The activation of BAT is known to depend on key regulators such as PRDM16, UCP-1, Tfam, and PGC-1α. Although we did not observe any significant changes in the weight of BAT, DMF significantly increased the content of mtDNA and the mRNA expression levels of
Ppargc1a,
Prdm16,
Ucp1, and
Tfam in the BAT of obese mice fed an HFD. In brown adipocytes, PGC-1α functions as a central upstream regulator orchestrating both mitochondrial biogenesis and thermogenic gene expression [
32]. Specifically, PGC-1α enhances thermogenesis by inducing UCP-1, which uncouples mitochondrial respiration to generate heat, and upregulates PRDM16, a transcriptional coactivator critical for brown adipocyte identity. It also promotes mitochondrial biogenesis by activating Tfam, a nuclear-encoded factor essential for mtDNA replication and transcription [
32]. Supporting this dual role, studies in HFD-induced obese mice have shown that PGC-1α overexpression stimulates brown fat thermogenesis and mitochondrial oxidative metabolism, leading to increased energy expenditure and protection against diet-induced obesity [
33]. Our findings are consistent with this, as DMF administration in HFD-fed mice increased mtDNA content and the expression of
Ppargc1a,
Prdm16,
Ucp1, and
Tfam in BAT, indicating enhanced mitochondrial content and thermogenic capacity.

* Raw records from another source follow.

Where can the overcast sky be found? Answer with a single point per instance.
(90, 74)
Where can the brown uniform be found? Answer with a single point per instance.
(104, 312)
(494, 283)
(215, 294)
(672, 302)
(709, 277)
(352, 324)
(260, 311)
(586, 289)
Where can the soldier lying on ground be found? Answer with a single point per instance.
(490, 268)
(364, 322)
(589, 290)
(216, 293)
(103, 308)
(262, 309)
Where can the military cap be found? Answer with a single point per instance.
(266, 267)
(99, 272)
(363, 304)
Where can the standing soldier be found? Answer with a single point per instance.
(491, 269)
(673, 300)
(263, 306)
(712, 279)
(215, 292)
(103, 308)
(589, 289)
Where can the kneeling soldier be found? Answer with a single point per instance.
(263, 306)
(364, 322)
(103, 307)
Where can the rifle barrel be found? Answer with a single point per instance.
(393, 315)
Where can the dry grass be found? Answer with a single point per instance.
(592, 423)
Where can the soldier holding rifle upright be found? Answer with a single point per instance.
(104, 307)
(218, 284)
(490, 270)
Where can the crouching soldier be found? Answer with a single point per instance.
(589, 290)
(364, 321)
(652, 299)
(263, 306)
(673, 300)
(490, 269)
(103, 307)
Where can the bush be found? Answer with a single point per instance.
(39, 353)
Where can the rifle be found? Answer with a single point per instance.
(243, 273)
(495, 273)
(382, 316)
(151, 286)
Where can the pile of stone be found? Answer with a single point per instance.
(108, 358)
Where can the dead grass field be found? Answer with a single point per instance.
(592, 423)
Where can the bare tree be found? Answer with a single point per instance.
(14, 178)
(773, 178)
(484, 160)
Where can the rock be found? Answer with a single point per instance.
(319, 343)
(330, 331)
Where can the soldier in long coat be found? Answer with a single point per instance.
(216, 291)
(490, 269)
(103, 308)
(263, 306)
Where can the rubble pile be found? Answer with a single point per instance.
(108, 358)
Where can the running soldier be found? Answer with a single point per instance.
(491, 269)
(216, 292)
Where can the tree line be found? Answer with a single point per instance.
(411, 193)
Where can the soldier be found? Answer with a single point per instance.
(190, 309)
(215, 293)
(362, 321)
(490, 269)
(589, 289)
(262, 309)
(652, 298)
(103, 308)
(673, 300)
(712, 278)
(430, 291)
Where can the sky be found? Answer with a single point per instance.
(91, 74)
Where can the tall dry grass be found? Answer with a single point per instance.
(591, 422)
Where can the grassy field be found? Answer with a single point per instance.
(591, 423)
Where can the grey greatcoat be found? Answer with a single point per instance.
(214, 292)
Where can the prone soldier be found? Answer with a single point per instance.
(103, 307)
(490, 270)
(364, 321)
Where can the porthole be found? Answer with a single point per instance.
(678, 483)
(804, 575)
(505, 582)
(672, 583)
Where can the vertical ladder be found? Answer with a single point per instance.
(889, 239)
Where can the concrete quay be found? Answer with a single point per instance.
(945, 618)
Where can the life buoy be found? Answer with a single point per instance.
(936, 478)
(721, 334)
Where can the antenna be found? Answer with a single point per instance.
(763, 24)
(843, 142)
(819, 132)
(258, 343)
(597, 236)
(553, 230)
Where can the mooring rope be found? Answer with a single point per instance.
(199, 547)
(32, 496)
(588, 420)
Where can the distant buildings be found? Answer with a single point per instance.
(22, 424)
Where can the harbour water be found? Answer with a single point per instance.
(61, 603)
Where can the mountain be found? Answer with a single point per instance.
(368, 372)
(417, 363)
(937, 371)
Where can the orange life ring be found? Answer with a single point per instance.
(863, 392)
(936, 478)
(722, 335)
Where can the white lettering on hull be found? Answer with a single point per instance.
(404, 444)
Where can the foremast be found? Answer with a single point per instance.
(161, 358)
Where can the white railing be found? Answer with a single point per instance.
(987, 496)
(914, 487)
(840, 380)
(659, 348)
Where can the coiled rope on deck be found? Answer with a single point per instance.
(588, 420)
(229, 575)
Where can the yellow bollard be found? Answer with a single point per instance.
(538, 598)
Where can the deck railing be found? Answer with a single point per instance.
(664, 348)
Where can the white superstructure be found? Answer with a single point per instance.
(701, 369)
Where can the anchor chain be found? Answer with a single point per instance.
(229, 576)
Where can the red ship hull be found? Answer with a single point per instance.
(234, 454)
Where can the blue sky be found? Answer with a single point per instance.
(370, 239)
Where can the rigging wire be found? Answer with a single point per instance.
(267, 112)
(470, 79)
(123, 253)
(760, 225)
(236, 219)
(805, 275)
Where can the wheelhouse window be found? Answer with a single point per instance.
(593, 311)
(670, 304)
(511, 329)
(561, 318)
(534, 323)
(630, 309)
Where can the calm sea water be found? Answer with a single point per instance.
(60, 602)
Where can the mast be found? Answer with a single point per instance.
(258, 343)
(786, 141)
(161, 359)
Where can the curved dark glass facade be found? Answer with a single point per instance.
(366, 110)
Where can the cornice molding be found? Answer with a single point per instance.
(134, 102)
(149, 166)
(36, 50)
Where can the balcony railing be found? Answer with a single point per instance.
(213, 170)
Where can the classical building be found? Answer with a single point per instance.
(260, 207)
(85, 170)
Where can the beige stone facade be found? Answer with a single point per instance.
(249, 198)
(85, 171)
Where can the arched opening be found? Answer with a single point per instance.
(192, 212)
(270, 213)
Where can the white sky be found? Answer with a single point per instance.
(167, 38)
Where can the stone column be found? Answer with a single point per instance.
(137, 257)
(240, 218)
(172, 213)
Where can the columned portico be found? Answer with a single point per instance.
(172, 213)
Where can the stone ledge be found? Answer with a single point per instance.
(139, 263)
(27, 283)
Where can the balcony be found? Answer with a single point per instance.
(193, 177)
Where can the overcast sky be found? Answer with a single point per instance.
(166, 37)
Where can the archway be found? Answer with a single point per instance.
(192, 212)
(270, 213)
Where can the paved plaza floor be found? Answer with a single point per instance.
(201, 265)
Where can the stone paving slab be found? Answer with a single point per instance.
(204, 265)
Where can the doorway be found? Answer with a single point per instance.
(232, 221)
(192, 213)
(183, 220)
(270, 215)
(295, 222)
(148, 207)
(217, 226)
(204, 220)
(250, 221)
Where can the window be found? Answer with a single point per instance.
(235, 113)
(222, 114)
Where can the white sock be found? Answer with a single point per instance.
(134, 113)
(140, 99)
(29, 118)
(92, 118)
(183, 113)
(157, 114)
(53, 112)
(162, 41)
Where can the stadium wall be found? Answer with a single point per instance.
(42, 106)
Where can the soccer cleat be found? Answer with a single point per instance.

We found that DMF has diverse regulatory effects on skeletal muscle, BAT, and WAT in a model of HFD-induced sarcopenic obesity. However, the potential mechanisms through which DMF coordinates metabolic regulation across these tissues within a single organism remain largely unclear. Future studies are warranted to investigate the molecular crosstalk between skeletal muscle and adipose tissues in response to DMF. One possible explanation is that DMF may exert its systemic effects through the myokine irisin, a cleaved and secreted form of FNDC5. PGC-1α1 not only promotes mitochondrial biogenesis in skeletal muscle by upregulating Tfam but also induces the transcription of FNDC5 [
10]. Circulating irisin, released from skeletal muscle, has been shown to affect multiple target tissues, including the brain, liver, and adipose tissue [
34]. Notably, irisin plays a key role in promoting the browning of WAT by stimulating the formation of beige adipocytes [
13,
34]. In this study, DMF increased the mRNA expression levels of both
Ppargc1a and
Fndc5 in the GA muscle of HFD-induced obese mice, suggesting that DMF may enhance irisin secretion, thereby promoting thermogenesis and lipid metabolism in adipose tissues. Another possible mechanism is that DMF may act, at least in part, through β-adrenergic signaling. In addition to promoting muscle hypertrophy [
12], β-adrenergic receptor activation is known to stimulate lipolysis and thermogenesis in BAT [
32]. These effects are primarily mediated by the cyclic adenosine monophosphate (cAMP) signaling pathway, which functions as a secondary messenger in both skeletal muscle and BAT. Previous studies have shown that DMF dose-dependently increases intracellular cAMP levels in B16F10 cells [
35], suggesting that DMF may influence β-adrenergic receptor-mediated signaling pathways. Together, these mechanisms may underlie the integrated effects of DMF across muscle and adipose tissues.